Depuis 2005, le système d’échange de quotas d’émission (SEQE), plus communément appelé « marché carbone », est au cœur de la stratégie européenne de lutte contre le changement climatique.
Le dispositif, qui couvre environ 45% du total des rejets de gaz à effet de serre de l’Union Européenne (celles des lignes aériennes intracommunautaires et des sites industriels les plus émetteurs) repose un principe simple, qui est celui du « pollueur-payeur ».
Les entités concernées (on en compte environ 11.000) se voient attribuer par l’autorité publique des quotas d’émissions, qui sont autant de tonnes de CO2 qu’elles peuvent rejeter annuellement dans l’atmosphère.
En cas de dépassement, des droits supplémentaires doivent être acquis sur les marchés ou de gré à gré, ce qui crée une incitation financière à évoluer vers des modes de production moins polluants, par exemple en développant les énergies renouvelables.

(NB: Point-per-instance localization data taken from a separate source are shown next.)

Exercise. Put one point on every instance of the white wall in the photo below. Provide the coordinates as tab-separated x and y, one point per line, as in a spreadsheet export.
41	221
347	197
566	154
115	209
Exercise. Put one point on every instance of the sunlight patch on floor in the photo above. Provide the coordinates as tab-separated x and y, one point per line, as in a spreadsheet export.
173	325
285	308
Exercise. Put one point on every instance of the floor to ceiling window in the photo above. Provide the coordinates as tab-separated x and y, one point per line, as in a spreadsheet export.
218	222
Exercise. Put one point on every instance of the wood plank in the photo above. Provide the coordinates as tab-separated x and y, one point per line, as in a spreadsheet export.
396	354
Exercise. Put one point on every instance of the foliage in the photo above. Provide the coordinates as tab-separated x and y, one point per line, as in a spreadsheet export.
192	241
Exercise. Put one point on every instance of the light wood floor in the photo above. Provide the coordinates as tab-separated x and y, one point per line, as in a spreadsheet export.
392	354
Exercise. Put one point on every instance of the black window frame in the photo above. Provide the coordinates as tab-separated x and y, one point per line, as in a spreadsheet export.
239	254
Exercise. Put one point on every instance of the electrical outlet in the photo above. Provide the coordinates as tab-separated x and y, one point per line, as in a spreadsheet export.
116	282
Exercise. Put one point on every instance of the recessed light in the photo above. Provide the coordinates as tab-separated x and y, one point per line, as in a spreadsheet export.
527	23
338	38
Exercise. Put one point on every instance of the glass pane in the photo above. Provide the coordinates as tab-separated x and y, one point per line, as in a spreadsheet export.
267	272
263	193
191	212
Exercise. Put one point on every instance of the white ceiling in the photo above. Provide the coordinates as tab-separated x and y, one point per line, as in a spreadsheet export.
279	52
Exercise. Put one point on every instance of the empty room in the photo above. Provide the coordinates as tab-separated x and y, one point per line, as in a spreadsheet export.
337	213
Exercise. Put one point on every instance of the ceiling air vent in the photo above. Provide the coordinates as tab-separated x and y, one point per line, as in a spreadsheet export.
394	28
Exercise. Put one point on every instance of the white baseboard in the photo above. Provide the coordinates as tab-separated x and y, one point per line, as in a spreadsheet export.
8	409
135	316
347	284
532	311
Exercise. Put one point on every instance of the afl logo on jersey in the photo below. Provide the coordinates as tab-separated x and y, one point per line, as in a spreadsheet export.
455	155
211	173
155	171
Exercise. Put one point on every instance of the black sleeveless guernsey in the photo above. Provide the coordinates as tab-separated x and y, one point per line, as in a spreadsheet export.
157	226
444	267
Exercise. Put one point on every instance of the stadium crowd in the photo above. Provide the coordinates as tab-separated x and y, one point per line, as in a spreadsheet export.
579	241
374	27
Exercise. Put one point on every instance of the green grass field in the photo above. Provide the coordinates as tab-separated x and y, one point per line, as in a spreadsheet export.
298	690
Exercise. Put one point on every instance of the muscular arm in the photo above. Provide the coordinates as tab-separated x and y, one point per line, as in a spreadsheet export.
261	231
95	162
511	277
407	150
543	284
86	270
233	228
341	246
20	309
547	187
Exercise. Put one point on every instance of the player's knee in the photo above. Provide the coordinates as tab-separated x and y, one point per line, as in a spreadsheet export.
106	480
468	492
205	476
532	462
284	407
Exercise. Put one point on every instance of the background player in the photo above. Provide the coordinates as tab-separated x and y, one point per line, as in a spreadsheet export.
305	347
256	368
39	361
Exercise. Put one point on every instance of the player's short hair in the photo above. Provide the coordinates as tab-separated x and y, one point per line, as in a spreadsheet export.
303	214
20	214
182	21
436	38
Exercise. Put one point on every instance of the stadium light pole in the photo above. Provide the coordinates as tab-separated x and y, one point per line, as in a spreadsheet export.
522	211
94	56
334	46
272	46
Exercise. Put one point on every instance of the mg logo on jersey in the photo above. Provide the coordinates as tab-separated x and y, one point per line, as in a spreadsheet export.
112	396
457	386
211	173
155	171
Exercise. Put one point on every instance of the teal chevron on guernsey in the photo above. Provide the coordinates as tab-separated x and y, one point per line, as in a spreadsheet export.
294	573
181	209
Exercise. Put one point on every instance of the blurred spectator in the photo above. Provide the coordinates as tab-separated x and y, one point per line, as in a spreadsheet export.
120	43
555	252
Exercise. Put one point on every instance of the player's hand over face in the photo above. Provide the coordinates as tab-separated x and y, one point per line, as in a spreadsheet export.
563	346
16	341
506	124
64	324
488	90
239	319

Un marché du carbone de plus en plus efficient
Parfois critiqué pour son manque d’efficacité, également victime de fraudes, le marché européen du carbone a connu des débuts difficiles. Il faut néanmoins se souvenir que les premières étapes furent celles d’un apprentissage, durant lequel d’importants progrès ont été réalisés.
Les règles encadrant l’attribution des quotas d’émission ont, par exemple, été harmonisées au niveau européen et s’insèrent désormais dans un régime déclaratif commun ; alors que le nombre des secteurs couverts augmentait, le système d’enchères s’est développé, permettant progressivement aux Etats de dégager des recettes pour financer la transition énergétique.

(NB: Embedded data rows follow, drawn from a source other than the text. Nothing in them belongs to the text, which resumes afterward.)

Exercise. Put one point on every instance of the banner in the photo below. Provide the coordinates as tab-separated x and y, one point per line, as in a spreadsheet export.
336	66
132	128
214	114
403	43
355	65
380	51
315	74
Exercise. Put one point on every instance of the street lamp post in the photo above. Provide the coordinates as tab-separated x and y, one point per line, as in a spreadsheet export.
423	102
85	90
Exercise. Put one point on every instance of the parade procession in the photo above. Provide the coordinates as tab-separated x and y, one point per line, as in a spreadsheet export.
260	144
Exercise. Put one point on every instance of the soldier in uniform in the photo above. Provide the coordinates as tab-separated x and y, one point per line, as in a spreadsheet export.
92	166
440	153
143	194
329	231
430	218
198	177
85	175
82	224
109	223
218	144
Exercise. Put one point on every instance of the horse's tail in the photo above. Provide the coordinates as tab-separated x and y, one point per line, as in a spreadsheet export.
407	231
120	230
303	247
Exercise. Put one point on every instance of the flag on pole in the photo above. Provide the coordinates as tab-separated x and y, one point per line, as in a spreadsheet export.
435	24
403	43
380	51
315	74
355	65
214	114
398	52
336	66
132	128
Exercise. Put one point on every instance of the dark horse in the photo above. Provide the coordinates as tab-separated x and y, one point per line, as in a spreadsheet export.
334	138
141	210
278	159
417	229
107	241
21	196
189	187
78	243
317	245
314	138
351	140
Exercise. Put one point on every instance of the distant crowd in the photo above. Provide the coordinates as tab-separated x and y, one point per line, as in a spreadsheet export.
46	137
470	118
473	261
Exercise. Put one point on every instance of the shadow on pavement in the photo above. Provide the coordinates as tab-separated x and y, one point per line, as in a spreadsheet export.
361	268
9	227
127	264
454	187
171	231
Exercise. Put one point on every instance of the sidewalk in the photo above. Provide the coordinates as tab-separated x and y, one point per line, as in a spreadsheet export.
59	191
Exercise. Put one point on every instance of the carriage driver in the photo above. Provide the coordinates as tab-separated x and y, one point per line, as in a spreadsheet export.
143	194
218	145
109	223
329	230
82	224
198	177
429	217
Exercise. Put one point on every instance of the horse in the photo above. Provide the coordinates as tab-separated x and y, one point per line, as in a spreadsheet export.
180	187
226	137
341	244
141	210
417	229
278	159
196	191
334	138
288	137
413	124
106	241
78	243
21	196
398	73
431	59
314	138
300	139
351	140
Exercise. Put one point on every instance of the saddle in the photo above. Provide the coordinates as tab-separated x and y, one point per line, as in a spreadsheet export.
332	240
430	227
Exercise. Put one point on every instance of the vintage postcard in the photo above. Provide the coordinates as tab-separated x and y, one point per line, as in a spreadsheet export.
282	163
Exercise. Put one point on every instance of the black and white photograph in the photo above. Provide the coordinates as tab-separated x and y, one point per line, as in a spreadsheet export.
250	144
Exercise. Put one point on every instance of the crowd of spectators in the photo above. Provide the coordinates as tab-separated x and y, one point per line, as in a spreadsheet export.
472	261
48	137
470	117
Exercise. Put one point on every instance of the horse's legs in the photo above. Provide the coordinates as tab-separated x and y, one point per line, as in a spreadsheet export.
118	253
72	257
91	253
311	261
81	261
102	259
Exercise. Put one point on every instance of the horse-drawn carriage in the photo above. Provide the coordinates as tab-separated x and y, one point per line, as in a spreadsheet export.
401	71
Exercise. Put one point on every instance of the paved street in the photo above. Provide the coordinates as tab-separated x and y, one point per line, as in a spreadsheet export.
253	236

La principale avancée fut néanmoins obtenue suite à l’accord de Paris sur le climat, avec notamment la création en 2019 d’une réserve de stabilité permettant de réguler l’offre et la demande de droits carbone, ceci afin de mieux en contrôler le prix.
Depuis 2021, le SEQE est entrée dans sa quatrième phase, beaucoup plus contraignante, puisqu’elle prévoit d’abaisser le plafond des émissions de 62% à l’horizon 2030 (par rapport à 2005) contre 43% dans la précédente mouture. Autre évolution importante, les attributions de quotas gratuits aux entreprises seront supprimées par étapes pour être in fine remplacées par un mécanisme d’ajustement carbone aux frontières.
Notons enfin que les transports maritimes, puis à compter de 2027 les transports routiers ainsi que le bâtiment, vont entrer dans le champ du système, qui couvrira ainsi la quasi-totalité des émissions de gaz à effet de serre de l’UE.
Baisse des émissions
Alors, à 18 ans, l’âge de la majorité, le marché communautaire du carbone tient-il ses promesses ?
Ce qui est peu contestable, c’est que l’Union européenne parvient, depuis quelque temps déjà, à réduire plus vite que d’autres ses émissions de gaz à effet de serre. Entre 2006 et 2021, ses rejets de CO2 ont baissé de 25%, et même de 40% pour les secteurs couverts par les quotas, un record dans le monde.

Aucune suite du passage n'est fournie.